7. The vapor compression refrigerating device according to claim 6, wherein

the compressor device is operated as the expansion device when the refrigerant is supplied into the compressor device from the heating device.

8. The vapor compression refrigerating device according to claim 1, wherein

the control means starts an activation of the heating cycle before the engine is started by the vehicle passenger, in accordance with a setting time inputted by the vehicle passenger or a time related to the setting time.

9. The vapor compression refrigerating device according to claim 1, wherein

the temperature at the predetermined position is one of the outside air temperature and the temperature of the engine cooling water.

10. The vapor compression refrigerating device according to claim 1, wherein

the control means starts an activation of the heating cycle, when a charge amount of electric power in a battery is higher than a predetermined value, wherein the battery supplies the electric power to the heating cycle.

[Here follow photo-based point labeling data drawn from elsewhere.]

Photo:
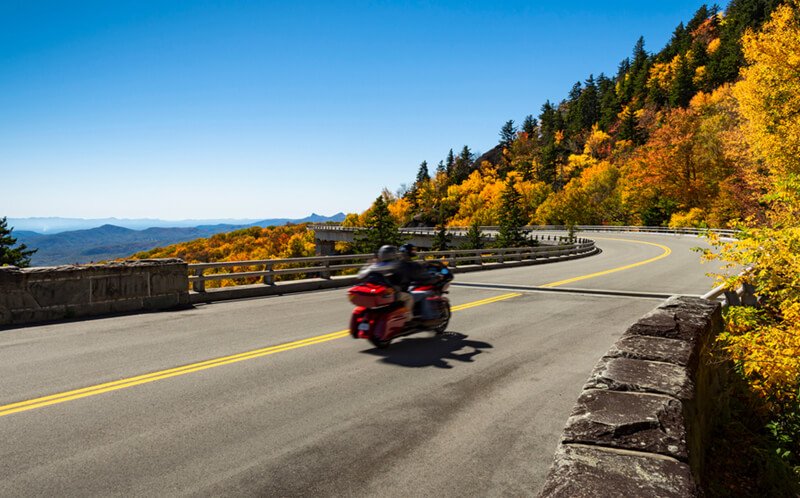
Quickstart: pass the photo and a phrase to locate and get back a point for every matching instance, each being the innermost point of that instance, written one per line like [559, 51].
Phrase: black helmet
[408, 250]
[387, 253]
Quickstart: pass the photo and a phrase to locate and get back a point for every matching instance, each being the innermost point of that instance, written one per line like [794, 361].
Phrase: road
[161, 405]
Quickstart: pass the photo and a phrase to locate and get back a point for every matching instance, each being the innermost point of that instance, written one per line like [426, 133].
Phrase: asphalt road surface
[268, 397]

11. The vapor compression refrigerating device according to claim 1, wherein

the engine has an electric pump for circulating the engine cooling water through the engine, and

the control means operates the electric pump, when the control means activates the heating cycle.

12. The vapor compression refrigerating device according to claim 1, wherein

the automotive vehicle is a hybrid vehicle having an electric driving motor in addition to the engine.

13. In an automotive vehicle, which has a hot water circuit through which engine cooling water is circulated and a heater device provided in the hot water circuit for heating air to be blown into a passenger room of the vehicle by use of waste heat from an engine,

a vapor compression refrigerating device comprising:

a refrigerating cycle having a compressor device, a condenser device, and an evaporator, wherein refrigerant is pumped out from the compressor device and circulated through the refrigerating cycle so that a cooling operation for the air to be blown into the passenger room of the vehicle is performed at the evaporator;

a heat pump cycle formed by the compressor device, a heating device, and the condenser device, wherein the high pressure and high temperature refrigerant pumped out from the compressor device is circulated in the heat pump cycle in a quick heating operational mode, so that the engine cooling water is heated at the heating device by the high pressure and high temperature refrigerant; and

a control means for activating the heat pump cycle before the engine is started by a vehicle passenger, when a temperature at a predetermined position is lower than a predetermined value.